Answer
a) There are 2 horizontal tangents.
- The first one is $y=-4$. Its perpendicular line at the point of tangency is $x=1$.
- The second one is $y=0$. Its perpendicular line at the point of tangency is $x=-1$.
b) The smallest slope on the curve is $-3$, acquired at $(0,-2)$. Its perpendicular line at $(0,-2)$ is $y=\frac{1}{3}x-2$.
Work Step by Step
$$y=f(x)=x^3-3x-2$$
We have the derivative of $f(x)$: $$f'(x)=3x^2-3$$
a) Horizontal tangents are those parallel with the $x$-axis, meaning that their slopes equal $0$.
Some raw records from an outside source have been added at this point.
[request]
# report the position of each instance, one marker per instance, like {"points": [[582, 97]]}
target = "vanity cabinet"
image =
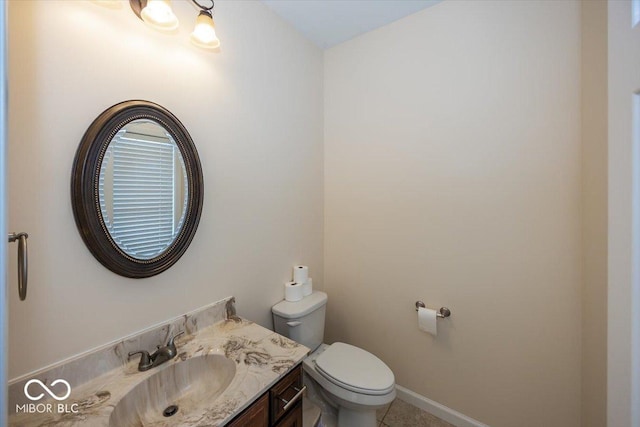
{"points": [[275, 408], [256, 415]]}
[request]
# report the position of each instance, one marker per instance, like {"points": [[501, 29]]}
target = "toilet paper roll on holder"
{"points": [[442, 313]]}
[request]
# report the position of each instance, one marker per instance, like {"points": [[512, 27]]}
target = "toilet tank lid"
{"points": [[293, 310]]}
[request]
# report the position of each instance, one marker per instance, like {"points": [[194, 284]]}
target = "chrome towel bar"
{"points": [[442, 313]]}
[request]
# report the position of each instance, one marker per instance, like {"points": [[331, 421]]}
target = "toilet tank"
{"points": [[302, 321]]}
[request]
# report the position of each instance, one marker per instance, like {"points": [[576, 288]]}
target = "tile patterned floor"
{"points": [[402, 414]]}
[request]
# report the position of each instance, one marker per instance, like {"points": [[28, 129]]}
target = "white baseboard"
{"points": [[440, 411]]}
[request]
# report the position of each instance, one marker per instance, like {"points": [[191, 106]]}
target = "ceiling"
{"points": [[330, 22]]}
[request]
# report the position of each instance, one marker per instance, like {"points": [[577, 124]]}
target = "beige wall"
{"points": [[255, 113], [594, 200], [453, 175]]}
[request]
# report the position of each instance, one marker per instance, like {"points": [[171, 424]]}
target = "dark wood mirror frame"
{"points": [[84, 188]]}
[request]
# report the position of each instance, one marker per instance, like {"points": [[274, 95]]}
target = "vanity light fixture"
{"points": [[204, 33], [158, 15], [155, 13]]}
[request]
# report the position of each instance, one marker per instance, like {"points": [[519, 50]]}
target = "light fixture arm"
{"points": [[201, 7]]}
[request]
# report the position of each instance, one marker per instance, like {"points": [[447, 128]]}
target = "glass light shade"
{"points": [[158, 14], [204, 33]]}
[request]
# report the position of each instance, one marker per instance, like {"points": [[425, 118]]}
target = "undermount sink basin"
{"points": [[174, 391]]}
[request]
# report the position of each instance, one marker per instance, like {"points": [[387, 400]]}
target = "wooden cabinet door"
{"points": [[256, 415], [283, 392], [293, 417]]}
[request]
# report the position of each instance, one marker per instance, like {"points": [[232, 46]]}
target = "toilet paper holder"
{"points": [[442, 313]]}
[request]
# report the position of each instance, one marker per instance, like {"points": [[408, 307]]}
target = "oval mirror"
{"points": [[137, 189]]}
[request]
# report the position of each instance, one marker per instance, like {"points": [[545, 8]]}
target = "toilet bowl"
{"points": [[351, 379]]}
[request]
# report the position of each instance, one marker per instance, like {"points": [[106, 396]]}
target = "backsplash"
{"points": [[86, 366]]}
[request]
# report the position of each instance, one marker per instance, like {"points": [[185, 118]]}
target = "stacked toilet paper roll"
{"points": [[293, 291], [301, 286]]}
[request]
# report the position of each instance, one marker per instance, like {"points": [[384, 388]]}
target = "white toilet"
{"points": [[351, 379]]}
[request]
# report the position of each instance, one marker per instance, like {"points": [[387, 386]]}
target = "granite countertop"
{"points": [[261, 357]]}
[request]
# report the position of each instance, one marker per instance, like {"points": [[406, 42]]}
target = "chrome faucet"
{"points": [[158, 357]]}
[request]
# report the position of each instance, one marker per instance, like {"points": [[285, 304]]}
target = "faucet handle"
{"points": [[171, 343], [145, 359]]}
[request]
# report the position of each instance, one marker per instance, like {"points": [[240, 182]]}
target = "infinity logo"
{"points": [[47, 389]]}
So to find these horizontal tangents, we need to find $x$ so that $f'(x)=0$. $$3x^2-3=0$$ $$x^2-1=0$$ $$x^2=1$$ $$x=\pm1$$
- For $x=1$, $f(1)=1^3-3\times1-2=1-3-2=-4$
So the point of tangency is $(1,-4)$.
The equation of the horizontal tangent at $(1,-4)$ is $$y-(-4)=0(x-1)=0$$ $$y=-4$$
A line perpendicular with the horizontal line $y=-4$ at $(1,-4)$ can only the vertical line $x=1$.
- For $x=-1$, $f(-1)=(-1)^3-3\times(-1)-2=-1+3-2=0$
So the point of tangency is $(-1,0)$.
The equation of the horizontal tangent at $(-1,0)$ is $$y-0=0(x+1)=0$$ $$y=0$$ Again, the only line perpendicular with the horizontal line $y=0$ at $(-1,0)$ can only be $x=-1$.
b) As $x^2\ge0$ for all $x$, $(3x^2-3)\ge(3\times0^2-3)=-3$ for all $x$.
Therefore, $\min f'(x)=\min(3x^2-3)=-3$ for $x=0$
And for $x=0$, $f(0)=0^3-3\times0-2=-2$
So the smallest slope on the curve is $-3$, acquired at $(0,-2)$.
Let's call the perpendicular line $(p)$ whose slope is $s_p$. Since the product of the slopes of 2 perpendicular lines equals $-1$, we have $$s_p=\frac{-1}{-3}=\frac{1}{3}$$
The equation of $(p)$, which passes the point $(0,-2)$, is $$y+2=\frac{1}{3}(x-0)$$ $$y+2=\frac{1}{3}x$$ $$y=\frac{1}{3}x-2$$